Exploring the GPU Architecture

Image cpu

Image gpu

CPUs are latency oriented (minimize execution of serial code).
If the CPU has n cores, each core processes 1/n elements.
Launching, scheduling threads adds overhead.

GPUs are throughput oriented (maximize number of floating point operations).
GPUs process one element per thread.
Scheduled by GPU hardware, not by OS.

A Graphics Processor Unit (GPU) is mostly known for the hardware device used when running applications that weigh heavy on graphics. Highly parallel, highly multithreaded multiprocessor optimized for graphic computing and other applications.

1	GPU Programming API: CUDA (Compute Unified Device Architecture) : parallel GPU programming API created by NVIDA NVIDIA GPUs can be programmed by CUDA, extension of C language API libaries with C/C++/Fortran language CUDA C is compiled with nvcc Numerical libraries: cuBLAS, cuFFT, Magma, ...
2	GPU Programming API: OpenGL - an open standard for GPU programming.
3	GPU Programming API: DirectX - a series of Microsoft multimedia programming interfaces. https://developer.nvidia.com/ Download: CUDA Toolkit, NVIDIA HPC SDK (Software Development Kit)
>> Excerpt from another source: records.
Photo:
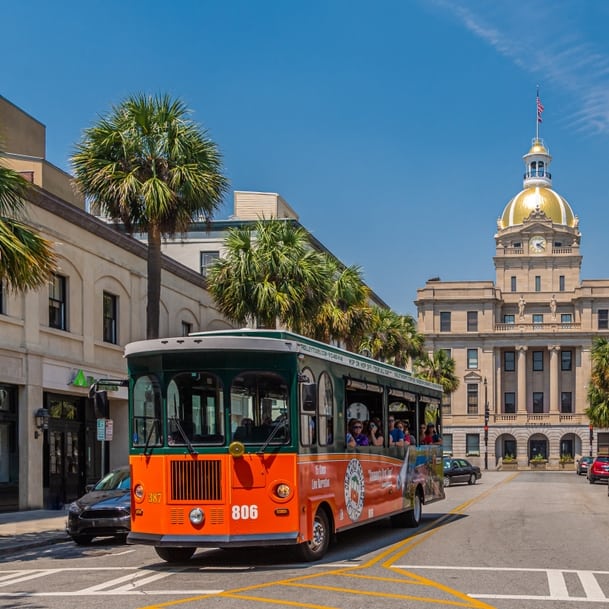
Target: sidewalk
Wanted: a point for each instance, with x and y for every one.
(31, 529)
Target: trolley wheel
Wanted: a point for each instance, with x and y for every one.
(175, 554)
(316, 548)
(412, 518)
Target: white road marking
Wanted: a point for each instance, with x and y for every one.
(22, 576)
(556, 583)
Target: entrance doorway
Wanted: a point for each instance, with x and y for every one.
(64, 472)
(538, 445)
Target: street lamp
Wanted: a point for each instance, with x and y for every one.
(486, 414)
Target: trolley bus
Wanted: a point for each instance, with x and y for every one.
(238, 438)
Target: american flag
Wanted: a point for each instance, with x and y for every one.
(539, 109)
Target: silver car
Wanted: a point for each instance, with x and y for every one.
(103, 511)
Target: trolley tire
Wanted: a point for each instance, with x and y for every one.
(316, 548)
(412, 518)
(175, 554)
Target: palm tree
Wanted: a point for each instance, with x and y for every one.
(269, 274)
(438, 368)
(27, 260)
(149, 165)
(598, 389)
(345, 313)
(392, 337)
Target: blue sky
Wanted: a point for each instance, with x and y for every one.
(395, 129)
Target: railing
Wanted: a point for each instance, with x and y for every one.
(538, 418)
(554, 326)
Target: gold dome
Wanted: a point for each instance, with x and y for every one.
(538, 148)
(532, 198)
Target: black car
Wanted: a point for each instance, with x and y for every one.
(103, 511)
(582, 465)
(460, 470)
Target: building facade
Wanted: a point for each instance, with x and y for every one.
(522, 343)
(57, 341)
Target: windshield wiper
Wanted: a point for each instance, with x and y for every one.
(186, 439)
(152, 428)
(280, 425)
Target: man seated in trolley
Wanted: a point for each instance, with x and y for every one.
(239, 439)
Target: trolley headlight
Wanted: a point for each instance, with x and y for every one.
(283, 490)
(138, 492)
(196, 516)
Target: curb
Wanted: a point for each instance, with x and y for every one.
(18, 545)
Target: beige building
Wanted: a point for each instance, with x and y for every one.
(57, 341)
(522, 343)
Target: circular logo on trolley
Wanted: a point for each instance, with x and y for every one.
(354, 489)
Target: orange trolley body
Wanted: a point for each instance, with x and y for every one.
(202, 479)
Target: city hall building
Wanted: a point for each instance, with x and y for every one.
(522, 343)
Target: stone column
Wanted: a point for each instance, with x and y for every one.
(497, 382)
(554, 403)
(521, 399)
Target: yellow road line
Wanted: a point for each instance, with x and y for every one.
(282, 602)
(395, 552)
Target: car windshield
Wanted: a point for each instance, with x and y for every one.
(116, 480)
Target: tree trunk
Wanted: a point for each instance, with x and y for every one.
(153, 303)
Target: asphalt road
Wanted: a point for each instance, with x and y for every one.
(513, 541)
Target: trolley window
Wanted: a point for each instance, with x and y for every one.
(259, 408)
(146, 423)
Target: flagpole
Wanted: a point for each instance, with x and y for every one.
(537, 115)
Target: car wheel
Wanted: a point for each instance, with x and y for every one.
(175, 554)
(315, 549)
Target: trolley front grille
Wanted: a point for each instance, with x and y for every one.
(196, 480)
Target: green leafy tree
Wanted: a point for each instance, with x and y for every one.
(269, 275)
(345, 314)
(598, 388)
(438, 368)
(392, 338)
(149, 165)
(27, 260)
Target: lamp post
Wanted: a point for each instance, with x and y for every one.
(486, 414)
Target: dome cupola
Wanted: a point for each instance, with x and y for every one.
(537, 194)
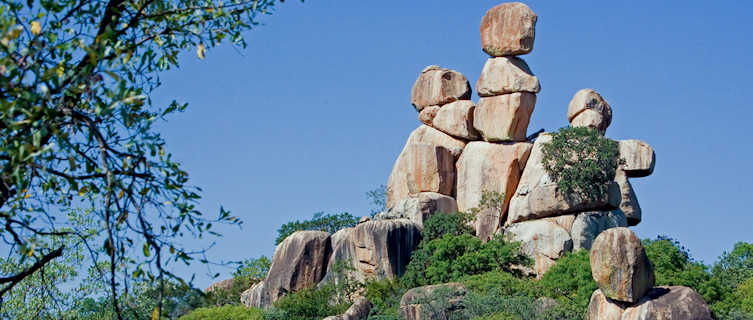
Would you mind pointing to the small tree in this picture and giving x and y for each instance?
(77, 130)
(581, 161)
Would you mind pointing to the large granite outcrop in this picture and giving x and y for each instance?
(300, 261)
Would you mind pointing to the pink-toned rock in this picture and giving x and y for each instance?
(669, 303)
(505, 75)
(456, 119)
(423, 167)
(399, 186)
(376, 249)
(661, 303)
(419, 207)
(383, 247)
(252, 297)
(541, 240)
(504, 117)
(589, 109)
(428, 114)
(537, 196)
(629, 204)
(438, 86)
(564, 221)
(489, 167)
(508, 29)
(300, 261)
(547, 200)
(619, 265)
(639, 158)
(601, 308)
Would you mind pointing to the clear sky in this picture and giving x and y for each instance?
(315, 111)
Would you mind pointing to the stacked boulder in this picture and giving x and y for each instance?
(464, 150)
(461, 152)
(626, 284)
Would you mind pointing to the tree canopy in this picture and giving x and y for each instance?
(77, 133)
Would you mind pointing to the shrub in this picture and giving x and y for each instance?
(736, 266)
(320, 222)
(246, 275)
(570, 280)
(581, 161)
(310, 303)
(385, 296)
(227, 312)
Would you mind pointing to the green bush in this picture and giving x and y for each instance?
(226, 312)
(582, 161)
(570, 280)
(320, 222)
(439, 225)
(247, 274)
(451, 257)
(310, 303)
(385, 297)
(673, 266)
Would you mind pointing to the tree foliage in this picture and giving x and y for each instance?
(320, 222)
(571, 279)
(448, 251)
(581, 161)
(77, 131)
(377, 199)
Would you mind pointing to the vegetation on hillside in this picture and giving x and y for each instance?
(581, 160)
(319, 222)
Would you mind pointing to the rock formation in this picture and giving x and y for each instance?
(626, 278)
(433, 302)
(359, 310)
(463, 151)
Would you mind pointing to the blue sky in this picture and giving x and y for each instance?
(315, 111)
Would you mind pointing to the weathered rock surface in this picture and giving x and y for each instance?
(668, 303)
(601, 308)
(420, 207)
(505, 75)
(428, 114)
(661, 303)
(376, 249)
(252, 296)
(541, 240)
(508, 29)
(300, 261)
(564, 221)
(456, 119)
(629, 204)
(619, 265)
(359, 310)
(504, 117)
(226, 284)
(589, 109)
(383, 248)
(639, 158)
(438, 86)
(399, 185)
(423, 167)
(588, 225)
(546, 200)
(428, 302)
(489, 167)
(338, 237)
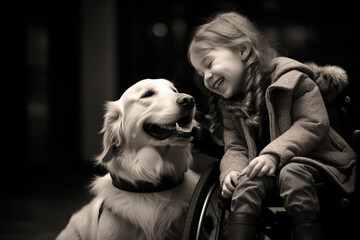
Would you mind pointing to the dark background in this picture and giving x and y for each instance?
(66, 58)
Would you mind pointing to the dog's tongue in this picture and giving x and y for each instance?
(184, 128)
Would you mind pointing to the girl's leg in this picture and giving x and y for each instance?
(246, 205)
(296, 183)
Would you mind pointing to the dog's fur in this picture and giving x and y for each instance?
(133, 154)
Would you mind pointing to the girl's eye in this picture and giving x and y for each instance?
(148, 94)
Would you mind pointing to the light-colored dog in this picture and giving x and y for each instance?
(146, 150)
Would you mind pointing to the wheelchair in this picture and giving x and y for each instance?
(208, 211)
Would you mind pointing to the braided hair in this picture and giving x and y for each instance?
(238, 33)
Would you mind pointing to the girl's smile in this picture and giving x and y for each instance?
(221, 69)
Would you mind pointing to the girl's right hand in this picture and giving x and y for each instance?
(230, 182)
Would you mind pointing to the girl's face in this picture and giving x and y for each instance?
(222, 70)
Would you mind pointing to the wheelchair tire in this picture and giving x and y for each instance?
(201, 199)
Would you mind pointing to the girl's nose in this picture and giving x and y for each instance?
(207, 77)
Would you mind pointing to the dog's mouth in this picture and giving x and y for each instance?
(180, 129)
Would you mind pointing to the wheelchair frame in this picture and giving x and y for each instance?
(275, 225)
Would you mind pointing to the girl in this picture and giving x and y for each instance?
(275, 126)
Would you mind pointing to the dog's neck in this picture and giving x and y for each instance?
(165, 183)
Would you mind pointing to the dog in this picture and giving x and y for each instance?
(147, 153)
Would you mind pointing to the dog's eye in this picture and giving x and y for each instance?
(147, 94)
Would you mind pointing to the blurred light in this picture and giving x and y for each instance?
(160, 29)
(179, 26)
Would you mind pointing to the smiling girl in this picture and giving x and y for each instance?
(276, 126)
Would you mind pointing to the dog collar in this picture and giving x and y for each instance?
(165, 183)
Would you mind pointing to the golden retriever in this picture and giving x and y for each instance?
(147, 153)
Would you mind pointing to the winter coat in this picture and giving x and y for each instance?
(299, 129)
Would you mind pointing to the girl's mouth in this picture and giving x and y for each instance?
(219, 83)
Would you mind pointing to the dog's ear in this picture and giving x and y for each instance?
(112, 131)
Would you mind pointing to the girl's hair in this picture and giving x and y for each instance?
(236, 32)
SP: Scalar Processor 'CUDA core'. Executes one thread.
SM: Streaming Multiprocessor 32xSP (or 16, 48 or more).
Fast local 'shared memory' (shared between SPs) 16 KiB (or 64 KiB)
For example: NVIDIA Maxwell GeForce GTX 750 Ti.
- 32 SP, 20 SM : 640 CUDA Cores
Parallelization: Decomposition to threads.
Memory: Shared memory, global memory.
Thread communication: Synchronization

Image streamingmultiprocessor

Threads grouped in thread blocks: 128, 192 or 256 threads in a block
One thread block executes on one SM.
- All threads sharing the 'shared memory'.
- Each thread block is divided in scheduled units known as a warp.

Image threadblock

Blocks form a GRID.
Thread ID: unique within block.
Block ID: unique within grid.

Image blockgrid

A kernel is executed as a grid of thread blocks. All threads share data memory space.
A thread block is a batch of threads that can cooperate with each other by:
- Synchronizing their execution.
- Efficiently sharing data through a low latency shared memory.
Two threads from two different blocks cannot cooperate.

Image gridsblocks